I will gladly share my administrative knowledge and wisdom with those who are to follow. I will share the concepts herein, and counsel my trainees to ensure they find employment that will mirror their ethos. I will assist those not suited to medical administration in their efforts to find a suitable career.
I will work to ensure that resources are available to provide, for the benefit of the sick, all measures that are required.
I will aggressively support and fund the prevention of disease, utilizing those preventative measures that are proven least harmful, and most effective, realizing that prevention is preferable to cure.
I will fund and support equally those effective tests and treatments that are both more, and less profitable.
I will realize that resources are not unlimited, and will strive, with the assistance of my providers, to do the most good, for the most people, with those resources that are available.
I will be very careful with incentives and awards, ensuring that the end result is both safe, and beneficial to the people that entrust me with their health and welfare.
I will value and support both the technical excellence of my colleagues, and their human graces.
I will not reward or praise over treatment or therapeutic nihilism.
I will not be ashamed to not know medicine, as medicine is not my realm of expertise. I will defer decisions regarding treatment and testing to my trusted providers.

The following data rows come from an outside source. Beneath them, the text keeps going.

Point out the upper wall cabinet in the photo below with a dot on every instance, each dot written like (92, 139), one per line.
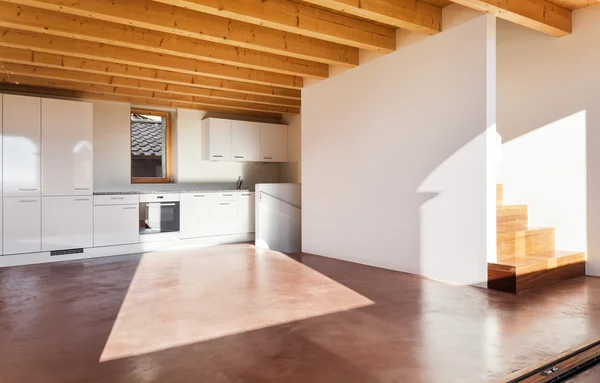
(217, 139)
(67, 158)
(21, 146)
(245, 141)
(273, 143)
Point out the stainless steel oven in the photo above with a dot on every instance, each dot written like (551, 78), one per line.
(159, 213)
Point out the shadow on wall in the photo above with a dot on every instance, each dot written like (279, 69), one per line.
(451, 219)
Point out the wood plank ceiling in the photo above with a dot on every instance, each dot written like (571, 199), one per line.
(245, 57)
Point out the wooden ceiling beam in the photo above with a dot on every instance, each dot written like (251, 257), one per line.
(218, 87)
(184, 22)
(413, 15)
(7, 86)
(64, 25)
(541, 15)
(16, 69)
(300, 19)
(142, 93)
(98, 51)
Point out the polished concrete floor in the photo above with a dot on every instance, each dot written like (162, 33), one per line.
(235, 314)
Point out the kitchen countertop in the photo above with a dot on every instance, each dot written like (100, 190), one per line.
(136, 192)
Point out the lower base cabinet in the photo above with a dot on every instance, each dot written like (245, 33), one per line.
(116, 225)
(67, 223)
(226, 217)
(22, 225)
(246, 213)
(197, 215)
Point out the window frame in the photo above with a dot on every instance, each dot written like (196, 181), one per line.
(167, 148)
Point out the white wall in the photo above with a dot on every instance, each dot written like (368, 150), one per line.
(112, 151)
(396, 158)
(548, 117)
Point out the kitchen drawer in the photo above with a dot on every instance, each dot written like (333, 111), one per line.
(159, 197)
(120, 199)
(229, 196)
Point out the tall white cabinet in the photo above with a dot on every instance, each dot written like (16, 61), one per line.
(21, 170)
(47, 177)
(21, 146)
(67, 135)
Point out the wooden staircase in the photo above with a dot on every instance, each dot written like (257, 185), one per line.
(527, 257)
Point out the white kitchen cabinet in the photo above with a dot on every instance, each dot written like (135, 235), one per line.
(116, 225)
(245, 141)
(246, 220)
(216, 137)
(226, 218)
(67, 222)
(21, 146)
(67, 158)
(273, 142)
(21, 225)
(197, 215)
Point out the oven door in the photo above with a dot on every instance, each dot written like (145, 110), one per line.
(159, 217)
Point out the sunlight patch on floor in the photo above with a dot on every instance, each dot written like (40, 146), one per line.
(185, 297)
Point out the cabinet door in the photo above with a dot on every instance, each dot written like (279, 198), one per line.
(67, 223)
(226, 220)
(246, 220)
(219, 139)
(67, 135)
(273, 143)
(21, 146)
(116, 225)
(197, 215)
(245, 141)
(22, 225)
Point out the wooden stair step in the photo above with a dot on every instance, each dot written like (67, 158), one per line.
(523, 273)
(533, 242)
(512, 218)
(499, 192)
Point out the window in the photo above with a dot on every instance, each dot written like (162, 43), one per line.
(150, 146)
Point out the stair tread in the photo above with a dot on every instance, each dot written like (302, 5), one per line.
(533, 260)
(530, 228)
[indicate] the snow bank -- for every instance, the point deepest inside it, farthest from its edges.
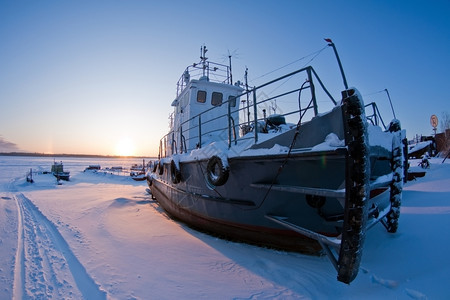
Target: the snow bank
(125, 244)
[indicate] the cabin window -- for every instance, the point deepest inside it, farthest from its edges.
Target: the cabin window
(201, 96)
(232, 100)
(216, 99)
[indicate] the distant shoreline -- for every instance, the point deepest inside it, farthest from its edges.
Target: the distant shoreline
(67, 155)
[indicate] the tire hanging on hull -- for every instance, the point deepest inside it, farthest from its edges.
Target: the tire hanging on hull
(396, 187)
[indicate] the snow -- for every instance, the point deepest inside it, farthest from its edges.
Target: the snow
(101, 235)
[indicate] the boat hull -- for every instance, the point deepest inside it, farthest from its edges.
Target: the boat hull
(309, 192)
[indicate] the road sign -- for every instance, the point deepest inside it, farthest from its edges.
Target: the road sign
(433, 121)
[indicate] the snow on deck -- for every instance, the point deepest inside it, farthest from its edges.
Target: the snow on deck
(103, 234)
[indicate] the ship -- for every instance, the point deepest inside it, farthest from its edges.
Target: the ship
(294, 178)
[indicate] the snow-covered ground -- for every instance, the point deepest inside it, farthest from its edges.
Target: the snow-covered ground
(102, 236)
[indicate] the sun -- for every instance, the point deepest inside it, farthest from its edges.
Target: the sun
(125, 147)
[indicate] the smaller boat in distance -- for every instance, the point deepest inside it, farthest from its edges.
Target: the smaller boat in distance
(58, 171)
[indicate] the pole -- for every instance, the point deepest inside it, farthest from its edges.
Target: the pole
(387, 92)
(330, 43)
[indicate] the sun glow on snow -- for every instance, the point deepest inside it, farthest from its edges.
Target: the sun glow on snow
(125, 147)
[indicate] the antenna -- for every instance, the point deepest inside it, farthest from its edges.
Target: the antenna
(203, 57)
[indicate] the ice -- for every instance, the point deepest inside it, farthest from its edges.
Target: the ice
(102, 234)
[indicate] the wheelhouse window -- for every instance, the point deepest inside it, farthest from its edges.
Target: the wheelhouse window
(232, 100)
(216, 98)
(201, 96)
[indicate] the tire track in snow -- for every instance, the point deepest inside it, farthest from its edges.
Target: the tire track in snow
(45, 265)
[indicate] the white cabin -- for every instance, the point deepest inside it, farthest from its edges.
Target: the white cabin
(202, 107)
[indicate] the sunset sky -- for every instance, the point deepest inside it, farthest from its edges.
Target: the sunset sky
(98, 77)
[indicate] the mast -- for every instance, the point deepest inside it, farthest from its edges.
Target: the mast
(203, 58)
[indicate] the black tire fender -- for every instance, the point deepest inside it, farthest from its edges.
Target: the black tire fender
(217, 171)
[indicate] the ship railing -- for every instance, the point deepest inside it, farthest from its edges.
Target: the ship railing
(252, 114)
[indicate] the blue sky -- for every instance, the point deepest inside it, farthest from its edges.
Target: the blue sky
(97, 76)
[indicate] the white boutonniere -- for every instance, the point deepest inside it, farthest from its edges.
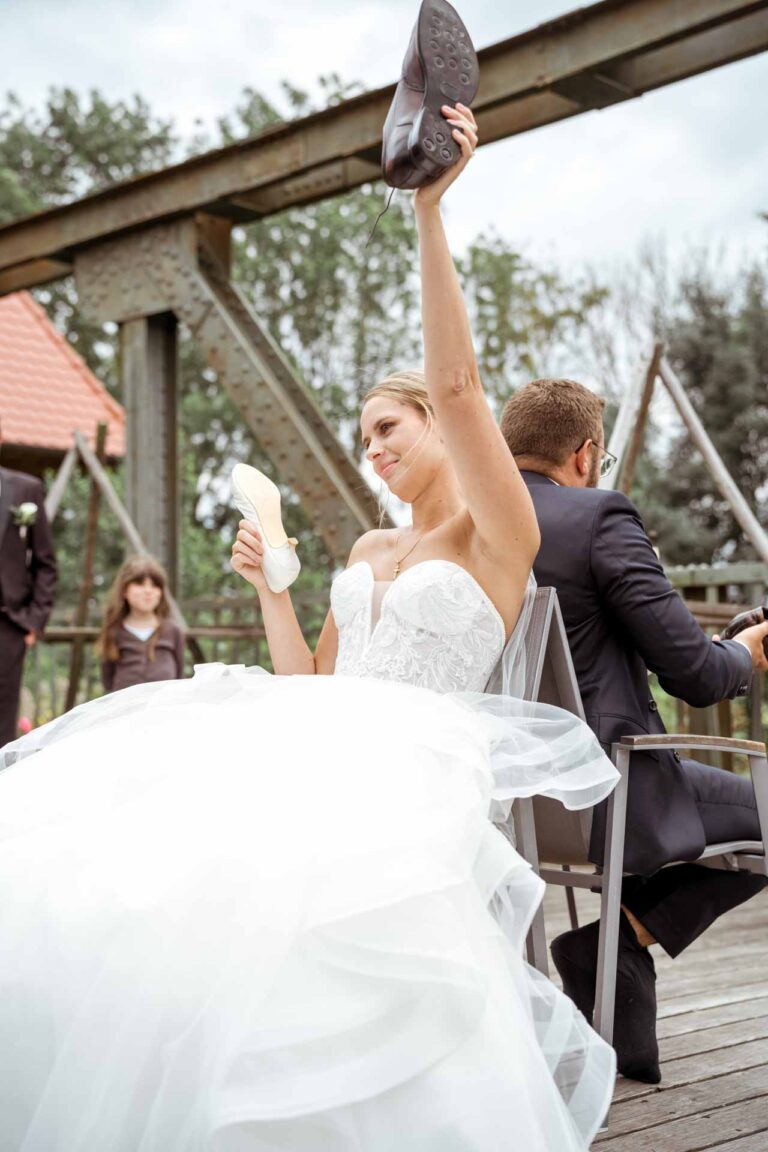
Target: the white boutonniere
(24, 516)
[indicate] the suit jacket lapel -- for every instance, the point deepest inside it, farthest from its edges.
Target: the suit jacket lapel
(7, 500)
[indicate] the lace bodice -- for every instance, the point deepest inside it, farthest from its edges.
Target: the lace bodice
(438, 628)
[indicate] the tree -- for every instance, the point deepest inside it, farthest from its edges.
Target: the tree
(344, 308)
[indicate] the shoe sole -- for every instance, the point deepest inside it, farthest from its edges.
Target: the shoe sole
(451, 76)
(258, 499)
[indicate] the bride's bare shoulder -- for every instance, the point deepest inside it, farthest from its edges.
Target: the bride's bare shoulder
(372, 545)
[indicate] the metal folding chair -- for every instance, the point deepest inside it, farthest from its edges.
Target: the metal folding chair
(548, 832)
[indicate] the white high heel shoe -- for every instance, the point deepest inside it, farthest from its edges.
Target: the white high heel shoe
(258, 499)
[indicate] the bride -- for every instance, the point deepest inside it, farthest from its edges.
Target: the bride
(249, 912)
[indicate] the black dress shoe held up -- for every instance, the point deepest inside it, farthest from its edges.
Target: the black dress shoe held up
(746, 620)
(440, 67)
(635, 1022)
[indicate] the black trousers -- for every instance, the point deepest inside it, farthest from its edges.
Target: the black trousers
(12, 665)
(678, 903)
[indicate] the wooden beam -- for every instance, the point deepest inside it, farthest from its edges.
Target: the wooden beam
(588, 59)
(59, 485)
(86, 580)
(753, 530)
(641, 418)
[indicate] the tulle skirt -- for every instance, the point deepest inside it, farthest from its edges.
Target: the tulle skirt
(249, 914)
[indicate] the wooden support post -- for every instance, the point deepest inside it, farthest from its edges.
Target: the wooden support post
(149, 376)
(86, 581)
(752, 528)
(128, 528)
(758, 694)
(59, 485)
(638, 431)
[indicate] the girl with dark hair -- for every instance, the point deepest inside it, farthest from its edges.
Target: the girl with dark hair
(139, 643)
(253, 912)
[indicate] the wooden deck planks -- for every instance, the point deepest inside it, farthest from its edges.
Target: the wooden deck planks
(666, 1105)
(713, 1037)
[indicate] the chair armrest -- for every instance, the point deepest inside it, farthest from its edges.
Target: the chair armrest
(671, 741)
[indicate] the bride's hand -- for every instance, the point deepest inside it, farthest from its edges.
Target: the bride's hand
(246, 554)
(465, 134)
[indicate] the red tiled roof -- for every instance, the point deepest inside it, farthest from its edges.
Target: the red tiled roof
(46, 389)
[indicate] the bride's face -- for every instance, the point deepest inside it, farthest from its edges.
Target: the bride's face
(402, 445)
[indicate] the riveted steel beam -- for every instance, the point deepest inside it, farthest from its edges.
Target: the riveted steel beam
(588, 59)
(180, 267)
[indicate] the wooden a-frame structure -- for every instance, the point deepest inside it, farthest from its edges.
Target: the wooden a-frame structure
(154, 251)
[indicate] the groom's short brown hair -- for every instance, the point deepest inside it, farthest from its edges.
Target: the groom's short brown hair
(550, 418)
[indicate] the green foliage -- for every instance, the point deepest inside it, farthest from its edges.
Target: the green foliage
(519, 312)
(343, 304)
(716, 334)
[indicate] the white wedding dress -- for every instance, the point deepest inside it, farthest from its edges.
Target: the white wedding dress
(246, 912)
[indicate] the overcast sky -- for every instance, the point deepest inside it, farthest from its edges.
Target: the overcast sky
(689, 163)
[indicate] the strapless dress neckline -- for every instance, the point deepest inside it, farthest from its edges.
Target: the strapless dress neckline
(421, 563)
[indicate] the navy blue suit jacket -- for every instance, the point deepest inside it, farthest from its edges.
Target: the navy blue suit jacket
(624, 618)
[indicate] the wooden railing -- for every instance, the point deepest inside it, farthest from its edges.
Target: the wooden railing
(714, 596)
(220, 628)
(229, 629)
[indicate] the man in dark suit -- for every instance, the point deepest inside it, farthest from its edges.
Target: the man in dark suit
(28, 578)
(623, 619)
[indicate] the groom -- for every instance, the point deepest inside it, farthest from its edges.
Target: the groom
(28, 578)
(623, 619)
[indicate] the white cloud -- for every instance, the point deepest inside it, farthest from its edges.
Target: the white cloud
(687, 161)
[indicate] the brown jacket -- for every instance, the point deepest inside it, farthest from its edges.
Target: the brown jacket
(134, 665)
(28, 567)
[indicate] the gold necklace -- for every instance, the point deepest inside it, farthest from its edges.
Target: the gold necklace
(398, 562)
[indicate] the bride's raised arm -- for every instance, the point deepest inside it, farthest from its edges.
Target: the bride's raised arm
(497, 500)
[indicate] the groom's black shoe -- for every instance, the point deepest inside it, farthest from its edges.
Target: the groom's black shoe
(635, 1023)
(440, 67)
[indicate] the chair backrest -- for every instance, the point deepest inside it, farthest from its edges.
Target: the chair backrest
(562, 836)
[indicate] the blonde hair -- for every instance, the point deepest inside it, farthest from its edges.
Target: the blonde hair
(408, 387)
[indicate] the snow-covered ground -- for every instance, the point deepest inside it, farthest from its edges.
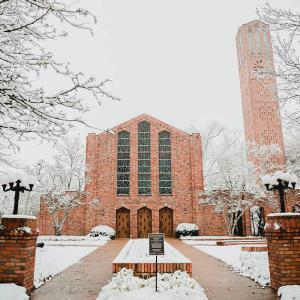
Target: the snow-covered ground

I will respect the privacy of my patients, holding myself to the same standards, in that regard, to which I hold my providers.
I will realize that the business decisions that I make have powerful and far reaching effects upon patient care, and will bear this awesome responsibility with great humbleness and awareness of my own frailty. Above all, I must not play at god.
If I do not violate this oath, may I enjoy life and good health, respected while I live, and remembered with affection thereafter.
I would suggest we form a group to discuss and refine the above Oath. A physician group that meets AAEM’s best practice criteria, managed by an administration that agrees to such an oath would indeed be the ideal.